Your position paper should describe your research and indicate whether it can address some aspect of the scenarios presented in the use cases above, addresses other aspects of collaboration, or submit your own use case. If you are uncertain as to how your work can meet specific use case requirements, it is acceptable to pose this as a question in your position paper.

Who should participate

Researchers and practitioners active in any aspect of Collaboration Technologies, Human Computer Interaction, Assistive Technologies, Disability Studies, Web Accessibility, or related fields.

Goals of the Teleconference

Participants in this conference can expect to gain an improved, synergistic understanding of research being done in accessible collaboration technologies for the internet and to develop contacts with others performing such research.

The mission of the Research and Development Interest Group (RDIG) is to increase the number of Web-related researchers who incorporate accessibility into their research design, and to identify projects researching Web accessibility, and suggest techniques that may contribute to new projects. The desired outcome of more research in Web accessibility and awareness of accessibility in mainstream Web-related research should decrease the number of potential barriers in future Web-related technologies.

Proceedings of the Teleconference will be web-published by the Research and Development Interest Group.

Event Information

Tentative date for the first event is Monday, 14 April, 2003. The format of the event is a teleconference, augmented by web-based presentation material, and IRC.

A position paper is not required for participation in the teleconference. Registration will be required for participation.

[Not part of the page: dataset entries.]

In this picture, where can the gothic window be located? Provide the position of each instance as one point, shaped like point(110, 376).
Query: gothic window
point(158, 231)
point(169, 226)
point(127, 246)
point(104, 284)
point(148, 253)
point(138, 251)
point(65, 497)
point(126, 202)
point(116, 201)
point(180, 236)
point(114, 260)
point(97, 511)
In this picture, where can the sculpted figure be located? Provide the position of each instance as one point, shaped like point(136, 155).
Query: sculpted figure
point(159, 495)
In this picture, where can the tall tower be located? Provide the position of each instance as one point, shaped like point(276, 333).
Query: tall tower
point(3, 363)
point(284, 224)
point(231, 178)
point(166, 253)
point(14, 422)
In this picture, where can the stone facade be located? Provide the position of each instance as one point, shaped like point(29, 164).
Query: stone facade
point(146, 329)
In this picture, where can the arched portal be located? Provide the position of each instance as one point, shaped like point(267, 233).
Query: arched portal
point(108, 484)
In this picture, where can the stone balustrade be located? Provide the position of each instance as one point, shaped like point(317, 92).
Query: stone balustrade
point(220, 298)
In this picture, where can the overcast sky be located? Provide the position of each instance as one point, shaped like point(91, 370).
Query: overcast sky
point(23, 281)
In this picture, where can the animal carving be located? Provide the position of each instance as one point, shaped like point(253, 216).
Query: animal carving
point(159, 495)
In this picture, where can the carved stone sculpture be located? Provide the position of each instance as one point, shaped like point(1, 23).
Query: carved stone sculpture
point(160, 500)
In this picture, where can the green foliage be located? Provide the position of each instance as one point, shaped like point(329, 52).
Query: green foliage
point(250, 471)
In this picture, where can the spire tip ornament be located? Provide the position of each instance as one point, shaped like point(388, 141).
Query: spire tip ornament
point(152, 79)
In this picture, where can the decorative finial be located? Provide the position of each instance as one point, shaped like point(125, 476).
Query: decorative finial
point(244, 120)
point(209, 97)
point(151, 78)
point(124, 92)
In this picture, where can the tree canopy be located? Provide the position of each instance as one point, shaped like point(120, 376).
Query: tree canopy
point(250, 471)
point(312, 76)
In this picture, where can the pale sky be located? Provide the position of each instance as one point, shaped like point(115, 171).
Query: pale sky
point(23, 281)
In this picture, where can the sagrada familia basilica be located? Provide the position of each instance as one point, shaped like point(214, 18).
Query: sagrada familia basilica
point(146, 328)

Registration information and further event details will be announced by March 14, 2003. Consult the RDIG home page for the latest information.

The format of the teleconference will consist of 30-45 minutes for introductions and presentations, and 45-60 minutes for discussion. Questions for discussion may be submitted in advance by email to the chair. Follow on discussion by the presenters and participants is encouraged.

Submission Information

Position papers are due by 28 March 2003 and should be sent to the chair (hakkinen@dinf.ne.jp) and W3C staff contact (wendy@w3.org). The papers should be short (limited to one page) and be submitted in HTML or plain text format. Papers in other formats will be returned.

All relevant position papers submitted will be published on the RDIG web site. The RDIG Planning Group will invite the authors of select position papers to make a short presentation at the event to foster discussion. Authors of papers not selected for presentation are invited to contribute to the discussion portion of the teleconference.

The invited presentations are to be approximately 15 minutes in length and should include slides or other presentation materials. Authors are also required to make the slides of their presentation available on the event Web site.

Position papers will be published on the public Web pages for the event and must be available for public dissemination. Submitting a position paper comprises a default recognition of these terms for publication.

Information shared in RDIG meetings and proceedings is publicly visible. W3C reminds presenters and participants to disclose, where known, the IPR status of information that they share in RDIG meetings and materials, in accordance with Section 2.2, Intellectual Property Rights (IPR) Policy, of the W3C Process Document. Please also refer to the "Intellectual Property Rights" section of the RDIG Charter.